# Rummy nose tetras and cherry shrimp



## daza.141 (7 Oct 2012)

i have some cherry shrimp and i thought id put one on my tank to see how the fish reacted to it and one of my silver tip tetras ate it :/ and i was planning on getting a load of rummy nose tetras will they eat my shrimp if i was to put the shrimp in with them ?


----------



## Gfish (7 Oct 2012)

I once kept cherries with rummynose as well as embers and they did fine. 
Give me a PM if you're looking to buy some 
Cheers
Gavin


----------



## johnski (7 Oct 2012)

I've kept the together too. The adult shrimp were fine, but the babies got mauled.


----------



## geoffbark (7 Oct 2012)

I have shrimp and rumys together.

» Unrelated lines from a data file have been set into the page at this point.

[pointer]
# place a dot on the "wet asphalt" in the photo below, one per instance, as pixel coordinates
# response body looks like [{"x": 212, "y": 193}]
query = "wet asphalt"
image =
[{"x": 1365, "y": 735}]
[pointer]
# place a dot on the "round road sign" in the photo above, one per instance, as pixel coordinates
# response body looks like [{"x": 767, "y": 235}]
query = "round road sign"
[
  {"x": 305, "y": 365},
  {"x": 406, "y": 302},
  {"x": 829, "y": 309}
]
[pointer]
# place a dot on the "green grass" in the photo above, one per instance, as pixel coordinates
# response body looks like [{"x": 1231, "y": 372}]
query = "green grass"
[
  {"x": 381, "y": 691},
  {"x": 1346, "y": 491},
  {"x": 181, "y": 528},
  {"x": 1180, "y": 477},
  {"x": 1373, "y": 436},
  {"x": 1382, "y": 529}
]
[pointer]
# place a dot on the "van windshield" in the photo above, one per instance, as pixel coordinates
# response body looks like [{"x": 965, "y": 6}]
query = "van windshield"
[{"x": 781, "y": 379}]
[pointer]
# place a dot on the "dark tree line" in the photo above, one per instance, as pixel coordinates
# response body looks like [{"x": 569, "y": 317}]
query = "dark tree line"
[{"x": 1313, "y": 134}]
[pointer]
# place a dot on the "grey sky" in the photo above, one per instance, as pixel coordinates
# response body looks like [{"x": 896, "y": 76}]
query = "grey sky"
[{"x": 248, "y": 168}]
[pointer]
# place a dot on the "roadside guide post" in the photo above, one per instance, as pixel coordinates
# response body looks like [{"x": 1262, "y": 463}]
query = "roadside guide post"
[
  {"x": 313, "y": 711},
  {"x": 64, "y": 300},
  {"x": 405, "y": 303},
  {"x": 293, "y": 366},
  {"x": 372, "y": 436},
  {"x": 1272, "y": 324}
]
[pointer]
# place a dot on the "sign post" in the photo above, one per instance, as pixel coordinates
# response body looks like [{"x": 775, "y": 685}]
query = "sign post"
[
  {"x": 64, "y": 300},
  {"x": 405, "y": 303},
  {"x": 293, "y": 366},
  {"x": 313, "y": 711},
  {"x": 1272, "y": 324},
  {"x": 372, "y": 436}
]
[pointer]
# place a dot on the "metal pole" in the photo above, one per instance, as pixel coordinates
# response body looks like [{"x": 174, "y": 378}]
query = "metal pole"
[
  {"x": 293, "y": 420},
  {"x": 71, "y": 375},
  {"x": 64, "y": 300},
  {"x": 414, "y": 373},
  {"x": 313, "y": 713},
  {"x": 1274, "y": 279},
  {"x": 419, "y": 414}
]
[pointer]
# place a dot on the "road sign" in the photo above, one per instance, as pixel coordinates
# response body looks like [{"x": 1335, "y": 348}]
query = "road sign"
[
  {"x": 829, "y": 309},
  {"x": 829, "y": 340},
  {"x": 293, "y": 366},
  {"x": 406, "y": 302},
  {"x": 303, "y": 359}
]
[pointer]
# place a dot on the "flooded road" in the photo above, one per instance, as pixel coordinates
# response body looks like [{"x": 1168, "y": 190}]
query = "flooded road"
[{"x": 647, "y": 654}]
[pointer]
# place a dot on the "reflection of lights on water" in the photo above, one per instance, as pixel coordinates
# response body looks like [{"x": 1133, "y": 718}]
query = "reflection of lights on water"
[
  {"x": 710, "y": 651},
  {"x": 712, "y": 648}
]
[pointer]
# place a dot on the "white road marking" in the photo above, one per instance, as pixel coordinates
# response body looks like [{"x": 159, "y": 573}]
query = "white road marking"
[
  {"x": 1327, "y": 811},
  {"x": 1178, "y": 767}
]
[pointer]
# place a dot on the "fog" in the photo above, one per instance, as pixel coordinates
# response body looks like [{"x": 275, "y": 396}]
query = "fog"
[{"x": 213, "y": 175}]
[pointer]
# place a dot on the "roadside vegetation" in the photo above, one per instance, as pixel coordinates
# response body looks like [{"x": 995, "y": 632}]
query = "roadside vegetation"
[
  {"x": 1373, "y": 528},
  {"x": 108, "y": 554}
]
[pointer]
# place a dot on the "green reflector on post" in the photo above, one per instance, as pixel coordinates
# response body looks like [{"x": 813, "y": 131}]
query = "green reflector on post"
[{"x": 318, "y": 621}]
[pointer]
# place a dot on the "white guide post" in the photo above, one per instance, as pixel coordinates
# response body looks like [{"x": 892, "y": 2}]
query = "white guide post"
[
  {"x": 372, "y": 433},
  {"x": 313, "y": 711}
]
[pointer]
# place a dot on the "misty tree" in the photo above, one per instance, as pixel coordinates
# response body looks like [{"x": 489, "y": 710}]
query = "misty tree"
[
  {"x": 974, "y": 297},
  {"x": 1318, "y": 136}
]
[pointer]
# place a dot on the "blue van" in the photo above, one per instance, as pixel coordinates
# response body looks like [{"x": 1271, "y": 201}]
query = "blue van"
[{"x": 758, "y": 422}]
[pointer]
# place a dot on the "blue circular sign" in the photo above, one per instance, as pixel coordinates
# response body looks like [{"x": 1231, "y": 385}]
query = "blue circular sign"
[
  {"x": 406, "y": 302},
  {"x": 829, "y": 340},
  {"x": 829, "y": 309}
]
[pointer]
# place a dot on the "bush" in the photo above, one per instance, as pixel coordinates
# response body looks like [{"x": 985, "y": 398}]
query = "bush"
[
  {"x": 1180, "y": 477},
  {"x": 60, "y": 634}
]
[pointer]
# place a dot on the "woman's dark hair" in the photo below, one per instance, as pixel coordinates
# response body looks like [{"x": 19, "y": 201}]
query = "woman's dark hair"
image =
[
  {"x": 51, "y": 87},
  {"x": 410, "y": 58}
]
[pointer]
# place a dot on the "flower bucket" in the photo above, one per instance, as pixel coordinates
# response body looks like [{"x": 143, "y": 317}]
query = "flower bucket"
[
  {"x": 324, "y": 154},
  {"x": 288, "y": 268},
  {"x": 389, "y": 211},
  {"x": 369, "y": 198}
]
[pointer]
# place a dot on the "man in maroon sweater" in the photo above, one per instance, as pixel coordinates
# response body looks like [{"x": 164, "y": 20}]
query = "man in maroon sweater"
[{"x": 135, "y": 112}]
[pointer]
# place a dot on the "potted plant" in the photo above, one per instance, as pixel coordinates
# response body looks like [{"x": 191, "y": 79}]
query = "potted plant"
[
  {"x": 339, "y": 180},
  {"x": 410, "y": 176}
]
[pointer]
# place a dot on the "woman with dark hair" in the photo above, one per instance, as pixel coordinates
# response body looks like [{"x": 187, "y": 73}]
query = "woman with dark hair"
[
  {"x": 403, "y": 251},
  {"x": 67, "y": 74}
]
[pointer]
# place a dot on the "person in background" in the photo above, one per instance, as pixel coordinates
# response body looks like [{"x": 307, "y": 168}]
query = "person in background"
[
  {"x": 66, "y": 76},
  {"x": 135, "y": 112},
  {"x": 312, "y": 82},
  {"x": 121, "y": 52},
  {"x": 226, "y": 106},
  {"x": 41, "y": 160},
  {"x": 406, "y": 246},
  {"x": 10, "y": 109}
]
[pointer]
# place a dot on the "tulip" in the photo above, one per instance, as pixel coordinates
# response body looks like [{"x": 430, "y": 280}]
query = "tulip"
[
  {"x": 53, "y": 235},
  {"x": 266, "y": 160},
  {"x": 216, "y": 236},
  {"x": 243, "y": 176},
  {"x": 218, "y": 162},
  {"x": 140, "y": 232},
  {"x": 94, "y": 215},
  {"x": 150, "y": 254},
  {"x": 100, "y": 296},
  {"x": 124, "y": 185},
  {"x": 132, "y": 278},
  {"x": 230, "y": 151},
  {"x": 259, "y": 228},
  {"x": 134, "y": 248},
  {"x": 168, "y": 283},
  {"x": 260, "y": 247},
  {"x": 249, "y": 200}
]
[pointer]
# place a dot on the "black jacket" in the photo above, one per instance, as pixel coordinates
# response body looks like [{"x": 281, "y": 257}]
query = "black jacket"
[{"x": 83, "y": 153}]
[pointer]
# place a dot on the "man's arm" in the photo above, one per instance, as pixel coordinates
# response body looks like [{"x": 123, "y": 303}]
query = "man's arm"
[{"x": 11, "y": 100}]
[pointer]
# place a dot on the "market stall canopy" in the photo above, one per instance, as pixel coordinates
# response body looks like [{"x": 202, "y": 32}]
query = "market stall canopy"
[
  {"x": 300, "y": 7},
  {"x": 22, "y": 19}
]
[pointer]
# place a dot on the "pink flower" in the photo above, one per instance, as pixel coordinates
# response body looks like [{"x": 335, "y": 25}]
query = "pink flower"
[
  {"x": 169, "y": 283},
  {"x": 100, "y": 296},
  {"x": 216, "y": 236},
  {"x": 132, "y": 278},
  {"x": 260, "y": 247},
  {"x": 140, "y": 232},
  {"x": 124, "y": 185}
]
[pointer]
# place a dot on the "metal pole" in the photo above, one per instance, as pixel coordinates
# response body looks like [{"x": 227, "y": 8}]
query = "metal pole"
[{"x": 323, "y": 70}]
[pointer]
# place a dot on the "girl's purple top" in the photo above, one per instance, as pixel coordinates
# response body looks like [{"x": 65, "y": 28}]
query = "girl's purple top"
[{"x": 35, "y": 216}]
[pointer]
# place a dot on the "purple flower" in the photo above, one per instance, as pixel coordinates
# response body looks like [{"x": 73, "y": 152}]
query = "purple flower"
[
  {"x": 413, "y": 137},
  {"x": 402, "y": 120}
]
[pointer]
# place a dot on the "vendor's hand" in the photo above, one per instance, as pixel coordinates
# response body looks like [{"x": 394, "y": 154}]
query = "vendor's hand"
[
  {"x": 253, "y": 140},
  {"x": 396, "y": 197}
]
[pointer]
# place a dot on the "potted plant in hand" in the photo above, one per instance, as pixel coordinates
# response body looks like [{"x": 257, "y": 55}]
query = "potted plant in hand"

All is fine


----------



## plantbrain (8 Oct 2012)

The rummy's do eat the shrimp..........smaller ones particularly.
After a molt etc.

I still have plenty in my 120 Gallon, but the production of shrimp dropped down to near zero.
Before I had an extra 30-50 a week.

So they will eat every last one.......but they do eat them.


----------



## foxfish (8 Oct 2012)

There was a picture posted just recently of a rummy nose with a big shrimp in its mouth!


----------